In this segmentation study, we will try to retrieve actionable insights from the

given datasets by performing an exploratory data analysis using various

visualization tools and libraries contained in R, and coming up with pertinent

questions throughout the process to guide our analysis.

Exploratory Data Analysis:

Age vs Income: How does a person’s age affect his/her income potential ?

We will start by analyzing the potential relationship between people’s age and

their income potential, especially wether or not they make over $50,000 per year. Since we are dealing two continuous variables in this case, we will use a

histogram to accurately answer the question.

setwd("C:/Users/jkevi_000/Documents") 

rm(list=ls(all=TRUE)) # Clear memory

#Load Visualization Tools
library(ggplot2)

library(gridExtra)

library(plyr)


#Load Datasets

dat.train <- read.csv("au_train.csv")

dat.test <- read.csv("au_test.csv")

dat.full <- rbind(dat.train,dat.test) #Merge both datasets

# Age vs Income class
ggplot(dat.train) + aes(x=as.numeric(age), group= class, fill= class) + 
  geom_histogram(binwidth=1, color='black')

#Age vs Sex
ggplot(dat.full) + aes(x=as.numeric(age), group=sex, fill=sex) + 
geom_histogram(binwidth=1, color='black')

boxplot (age ~ class, data = dat.train, 
         main = "Age distribution for different income levels",
         xlab = "Income Levels", ylab = "Age", col = "blue")

From the graphs, we notice that The majority of participants make less or equal

to $50,000. The people that make over 50k a year are between 30 and 55 years

old. We can assume that they are mostly mid-career professionals with a few

years of experience under their belt.So the more time spent working, the more

likely a person will make over 50k per year.

More experience in the workplace leads to a higher salary.

We also notice that females are very underepresented in the dataset which might

signal a possible bias during the survey.

Occupation vs Income: Does a highly specialized job guarantee a higher income?

In this case, we take a closer look at the relationship between occupation and

income potential.

qplot(class, data = dat.train, fill = occupation) + facet_grid (. ~ occupation)

It’s pretty clear that highly specialized jobs do not guarantee a higher income

In fact, we can see a lot people with less specialized jobs making over 50k per

year and vice versa.

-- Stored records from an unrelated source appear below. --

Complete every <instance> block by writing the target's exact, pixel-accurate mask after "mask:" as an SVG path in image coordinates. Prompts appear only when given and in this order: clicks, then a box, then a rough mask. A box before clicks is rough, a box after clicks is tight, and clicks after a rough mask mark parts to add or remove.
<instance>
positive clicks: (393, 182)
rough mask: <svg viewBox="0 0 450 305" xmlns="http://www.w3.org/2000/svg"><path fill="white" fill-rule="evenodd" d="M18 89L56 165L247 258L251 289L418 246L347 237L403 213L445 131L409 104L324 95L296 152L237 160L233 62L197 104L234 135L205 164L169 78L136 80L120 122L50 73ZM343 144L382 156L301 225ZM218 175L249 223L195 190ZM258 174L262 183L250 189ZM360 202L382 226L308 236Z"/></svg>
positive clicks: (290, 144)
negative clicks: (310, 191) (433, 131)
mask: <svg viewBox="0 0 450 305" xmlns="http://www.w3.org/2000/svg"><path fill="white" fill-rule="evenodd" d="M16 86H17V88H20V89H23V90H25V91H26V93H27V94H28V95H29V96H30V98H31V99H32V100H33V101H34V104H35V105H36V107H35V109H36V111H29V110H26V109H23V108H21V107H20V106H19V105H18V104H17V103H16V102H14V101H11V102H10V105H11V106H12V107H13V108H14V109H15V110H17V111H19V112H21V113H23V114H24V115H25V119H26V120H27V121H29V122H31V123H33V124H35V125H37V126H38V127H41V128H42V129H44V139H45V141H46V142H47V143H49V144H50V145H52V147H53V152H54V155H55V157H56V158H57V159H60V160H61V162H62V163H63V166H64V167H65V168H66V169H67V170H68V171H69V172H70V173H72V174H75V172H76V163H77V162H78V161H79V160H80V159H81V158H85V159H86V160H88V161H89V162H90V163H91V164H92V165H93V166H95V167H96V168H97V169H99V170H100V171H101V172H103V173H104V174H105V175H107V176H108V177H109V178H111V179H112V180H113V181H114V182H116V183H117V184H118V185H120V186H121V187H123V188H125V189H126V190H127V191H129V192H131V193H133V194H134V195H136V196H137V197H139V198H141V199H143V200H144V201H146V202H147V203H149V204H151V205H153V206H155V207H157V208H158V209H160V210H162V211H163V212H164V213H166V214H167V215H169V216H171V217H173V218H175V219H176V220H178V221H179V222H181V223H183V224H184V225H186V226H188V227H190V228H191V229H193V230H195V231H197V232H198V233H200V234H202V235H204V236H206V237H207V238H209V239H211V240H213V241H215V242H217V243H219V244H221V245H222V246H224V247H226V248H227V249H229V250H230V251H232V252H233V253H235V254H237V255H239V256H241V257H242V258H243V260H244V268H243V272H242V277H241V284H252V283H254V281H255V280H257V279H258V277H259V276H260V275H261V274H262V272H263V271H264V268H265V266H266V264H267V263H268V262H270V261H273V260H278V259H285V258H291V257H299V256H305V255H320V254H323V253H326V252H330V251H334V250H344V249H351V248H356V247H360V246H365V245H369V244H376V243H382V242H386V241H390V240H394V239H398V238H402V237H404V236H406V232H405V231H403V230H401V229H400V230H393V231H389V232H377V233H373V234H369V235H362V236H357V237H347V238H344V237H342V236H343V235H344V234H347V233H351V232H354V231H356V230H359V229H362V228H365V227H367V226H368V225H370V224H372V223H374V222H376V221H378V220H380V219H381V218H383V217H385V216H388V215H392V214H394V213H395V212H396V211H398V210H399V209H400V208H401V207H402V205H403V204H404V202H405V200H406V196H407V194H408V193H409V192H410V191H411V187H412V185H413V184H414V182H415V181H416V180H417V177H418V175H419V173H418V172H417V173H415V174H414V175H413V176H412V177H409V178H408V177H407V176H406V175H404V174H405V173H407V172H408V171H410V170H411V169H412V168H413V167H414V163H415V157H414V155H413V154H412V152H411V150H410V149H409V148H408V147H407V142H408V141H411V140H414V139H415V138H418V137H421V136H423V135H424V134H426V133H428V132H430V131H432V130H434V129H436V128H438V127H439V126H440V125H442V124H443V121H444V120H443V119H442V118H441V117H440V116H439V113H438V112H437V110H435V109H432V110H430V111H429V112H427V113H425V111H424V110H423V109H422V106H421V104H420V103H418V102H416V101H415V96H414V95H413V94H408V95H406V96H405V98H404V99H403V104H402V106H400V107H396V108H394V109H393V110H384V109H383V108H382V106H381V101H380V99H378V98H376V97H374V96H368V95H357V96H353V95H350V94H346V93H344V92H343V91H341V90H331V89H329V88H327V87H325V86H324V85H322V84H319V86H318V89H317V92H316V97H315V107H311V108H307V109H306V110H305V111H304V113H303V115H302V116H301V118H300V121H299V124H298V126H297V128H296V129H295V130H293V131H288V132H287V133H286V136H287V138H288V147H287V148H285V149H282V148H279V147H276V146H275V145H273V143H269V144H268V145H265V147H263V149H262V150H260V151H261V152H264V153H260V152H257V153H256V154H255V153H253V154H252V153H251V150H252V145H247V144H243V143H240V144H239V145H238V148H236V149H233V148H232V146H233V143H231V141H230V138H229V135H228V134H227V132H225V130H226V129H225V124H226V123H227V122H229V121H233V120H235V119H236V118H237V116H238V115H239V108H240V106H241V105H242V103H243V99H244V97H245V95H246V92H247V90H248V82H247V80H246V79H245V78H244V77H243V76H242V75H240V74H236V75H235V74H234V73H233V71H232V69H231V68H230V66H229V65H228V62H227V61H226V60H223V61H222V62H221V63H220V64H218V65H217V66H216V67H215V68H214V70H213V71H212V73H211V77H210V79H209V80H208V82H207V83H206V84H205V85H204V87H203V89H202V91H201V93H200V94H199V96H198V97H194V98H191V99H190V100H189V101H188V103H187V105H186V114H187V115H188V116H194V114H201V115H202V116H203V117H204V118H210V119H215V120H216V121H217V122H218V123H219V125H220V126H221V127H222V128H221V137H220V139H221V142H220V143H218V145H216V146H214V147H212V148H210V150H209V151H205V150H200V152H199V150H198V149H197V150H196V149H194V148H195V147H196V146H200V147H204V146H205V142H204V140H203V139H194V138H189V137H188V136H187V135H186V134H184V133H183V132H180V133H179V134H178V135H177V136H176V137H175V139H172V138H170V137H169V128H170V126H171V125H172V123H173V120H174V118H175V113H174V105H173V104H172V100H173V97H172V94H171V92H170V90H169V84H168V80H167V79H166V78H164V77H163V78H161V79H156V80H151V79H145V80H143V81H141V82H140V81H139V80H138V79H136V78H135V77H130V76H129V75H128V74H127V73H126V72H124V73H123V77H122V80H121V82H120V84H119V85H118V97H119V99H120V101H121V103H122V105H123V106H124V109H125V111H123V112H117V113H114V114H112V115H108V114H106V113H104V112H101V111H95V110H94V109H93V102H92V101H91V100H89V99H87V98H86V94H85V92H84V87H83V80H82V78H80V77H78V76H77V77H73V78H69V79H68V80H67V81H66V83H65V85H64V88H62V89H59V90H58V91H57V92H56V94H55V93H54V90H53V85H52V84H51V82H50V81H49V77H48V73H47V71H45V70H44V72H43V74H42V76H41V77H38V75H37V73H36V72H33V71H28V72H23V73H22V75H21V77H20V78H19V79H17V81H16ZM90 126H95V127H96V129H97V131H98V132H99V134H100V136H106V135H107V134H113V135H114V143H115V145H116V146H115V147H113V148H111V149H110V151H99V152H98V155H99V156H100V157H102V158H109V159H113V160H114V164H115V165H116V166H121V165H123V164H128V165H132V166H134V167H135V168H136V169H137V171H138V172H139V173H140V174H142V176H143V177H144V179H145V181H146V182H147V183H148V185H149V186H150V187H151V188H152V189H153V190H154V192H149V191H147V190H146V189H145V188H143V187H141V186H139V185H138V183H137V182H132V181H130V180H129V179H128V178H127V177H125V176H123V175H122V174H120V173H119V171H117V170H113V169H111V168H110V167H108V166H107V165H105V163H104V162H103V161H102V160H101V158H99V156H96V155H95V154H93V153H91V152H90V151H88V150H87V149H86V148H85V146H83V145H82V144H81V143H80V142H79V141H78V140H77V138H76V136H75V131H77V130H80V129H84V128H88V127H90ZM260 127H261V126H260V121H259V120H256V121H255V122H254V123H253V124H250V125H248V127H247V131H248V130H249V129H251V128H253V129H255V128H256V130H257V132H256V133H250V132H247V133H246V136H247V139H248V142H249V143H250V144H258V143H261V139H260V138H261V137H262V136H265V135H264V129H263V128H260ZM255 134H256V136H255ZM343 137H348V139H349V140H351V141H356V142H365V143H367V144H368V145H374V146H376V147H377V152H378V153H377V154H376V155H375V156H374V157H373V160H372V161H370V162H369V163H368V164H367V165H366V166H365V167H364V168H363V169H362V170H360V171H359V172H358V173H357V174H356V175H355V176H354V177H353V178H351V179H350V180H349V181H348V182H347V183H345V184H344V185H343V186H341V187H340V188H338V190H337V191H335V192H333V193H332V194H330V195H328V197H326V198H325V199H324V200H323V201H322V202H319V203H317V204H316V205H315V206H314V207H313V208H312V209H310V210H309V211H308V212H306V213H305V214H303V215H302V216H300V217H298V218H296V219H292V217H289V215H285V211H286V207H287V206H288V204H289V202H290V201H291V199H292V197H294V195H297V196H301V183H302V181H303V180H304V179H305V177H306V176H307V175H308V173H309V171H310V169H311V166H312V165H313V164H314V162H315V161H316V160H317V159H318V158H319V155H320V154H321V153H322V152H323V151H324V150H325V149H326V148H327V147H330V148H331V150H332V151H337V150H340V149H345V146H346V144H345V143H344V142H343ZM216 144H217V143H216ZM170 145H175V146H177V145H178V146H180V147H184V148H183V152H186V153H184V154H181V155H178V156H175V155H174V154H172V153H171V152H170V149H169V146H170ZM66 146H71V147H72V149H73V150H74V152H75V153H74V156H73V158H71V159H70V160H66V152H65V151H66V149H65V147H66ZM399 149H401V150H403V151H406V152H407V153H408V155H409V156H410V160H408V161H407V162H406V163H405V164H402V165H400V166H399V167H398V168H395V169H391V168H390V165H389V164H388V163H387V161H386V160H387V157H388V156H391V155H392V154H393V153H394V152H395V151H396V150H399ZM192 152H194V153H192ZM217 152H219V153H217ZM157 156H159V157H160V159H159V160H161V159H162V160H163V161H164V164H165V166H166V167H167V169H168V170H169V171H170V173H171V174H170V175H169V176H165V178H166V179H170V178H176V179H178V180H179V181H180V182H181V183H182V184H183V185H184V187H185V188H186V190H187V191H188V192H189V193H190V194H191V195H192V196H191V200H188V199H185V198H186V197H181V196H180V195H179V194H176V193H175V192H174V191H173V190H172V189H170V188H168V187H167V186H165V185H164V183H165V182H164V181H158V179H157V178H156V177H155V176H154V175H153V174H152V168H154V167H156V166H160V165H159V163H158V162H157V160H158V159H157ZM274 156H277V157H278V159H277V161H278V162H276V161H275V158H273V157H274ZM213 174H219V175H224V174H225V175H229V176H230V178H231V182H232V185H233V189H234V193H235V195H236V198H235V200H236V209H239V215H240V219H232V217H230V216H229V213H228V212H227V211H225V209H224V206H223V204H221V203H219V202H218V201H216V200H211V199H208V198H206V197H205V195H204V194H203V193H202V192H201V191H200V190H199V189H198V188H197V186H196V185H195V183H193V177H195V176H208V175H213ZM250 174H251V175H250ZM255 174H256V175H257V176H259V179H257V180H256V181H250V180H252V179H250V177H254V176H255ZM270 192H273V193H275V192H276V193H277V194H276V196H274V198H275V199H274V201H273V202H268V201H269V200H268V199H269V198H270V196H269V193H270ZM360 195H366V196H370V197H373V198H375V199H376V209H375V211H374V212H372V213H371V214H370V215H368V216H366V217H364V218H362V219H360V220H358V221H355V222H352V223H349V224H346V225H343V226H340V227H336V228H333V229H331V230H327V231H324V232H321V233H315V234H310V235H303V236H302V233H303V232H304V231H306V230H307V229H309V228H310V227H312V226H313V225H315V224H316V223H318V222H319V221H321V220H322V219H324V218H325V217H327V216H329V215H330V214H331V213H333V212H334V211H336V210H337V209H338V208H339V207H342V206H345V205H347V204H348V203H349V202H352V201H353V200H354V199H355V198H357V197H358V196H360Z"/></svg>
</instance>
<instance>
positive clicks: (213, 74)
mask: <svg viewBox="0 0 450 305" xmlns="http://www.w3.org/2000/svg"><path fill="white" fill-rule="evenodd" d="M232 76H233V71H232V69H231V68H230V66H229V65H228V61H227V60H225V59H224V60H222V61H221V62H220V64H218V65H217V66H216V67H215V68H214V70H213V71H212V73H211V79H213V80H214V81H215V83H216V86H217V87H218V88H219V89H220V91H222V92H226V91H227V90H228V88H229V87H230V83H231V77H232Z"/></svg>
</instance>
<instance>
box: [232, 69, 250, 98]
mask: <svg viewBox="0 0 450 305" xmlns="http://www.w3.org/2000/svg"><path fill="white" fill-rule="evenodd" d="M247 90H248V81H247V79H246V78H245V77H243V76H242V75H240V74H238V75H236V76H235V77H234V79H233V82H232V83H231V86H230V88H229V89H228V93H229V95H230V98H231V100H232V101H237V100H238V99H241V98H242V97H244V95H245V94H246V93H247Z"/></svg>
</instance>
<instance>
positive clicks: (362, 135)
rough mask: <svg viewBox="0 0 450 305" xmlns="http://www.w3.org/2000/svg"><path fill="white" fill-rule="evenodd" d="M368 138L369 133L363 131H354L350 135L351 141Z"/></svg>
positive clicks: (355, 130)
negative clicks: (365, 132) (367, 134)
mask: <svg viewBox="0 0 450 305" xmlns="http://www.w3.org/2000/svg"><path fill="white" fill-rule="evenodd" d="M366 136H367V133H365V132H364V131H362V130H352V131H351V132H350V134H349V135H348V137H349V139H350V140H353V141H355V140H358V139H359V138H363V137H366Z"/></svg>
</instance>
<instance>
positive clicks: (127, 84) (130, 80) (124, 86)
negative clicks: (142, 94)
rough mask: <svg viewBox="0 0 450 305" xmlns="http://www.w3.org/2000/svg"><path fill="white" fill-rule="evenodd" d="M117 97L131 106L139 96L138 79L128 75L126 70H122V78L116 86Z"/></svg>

As expected, executives and managers have the largest

amount of people making over 50k, closely followed by professors.

Income vs Education: Does higher education help earn more money?

We will explore this very popular question using our usual visualization

tools(histograms and bar charts) to explain the not-so-obvious relationship

between income and education.

qplot(class, data = dat.train, fill = education) + facet_grid (. ~ education)

We observe that the majority of people making over 50,000 a year have at

Bachelor’s degree closely followed by a high school degree.

We also notice that they are higher in number when compared to master’s and phD degree holders which is expected because a typical class of graduates will be

about 90% bachelor’s degree holders, 30% master’s and 10 % PhD.

Therefore we can imply that education level for the most part affects a person’s income potential.

Income vs Relationship vs Race:

Let’s analyze how relationship and race are connected a person’s income

potential.

qplot(class, data = dat.train, fill = relationship) + facet_grid (. ~ race)

We notice that the majority of the people making over 50k a year are white male

married workers

closely followed by black married workers and pacific islanders.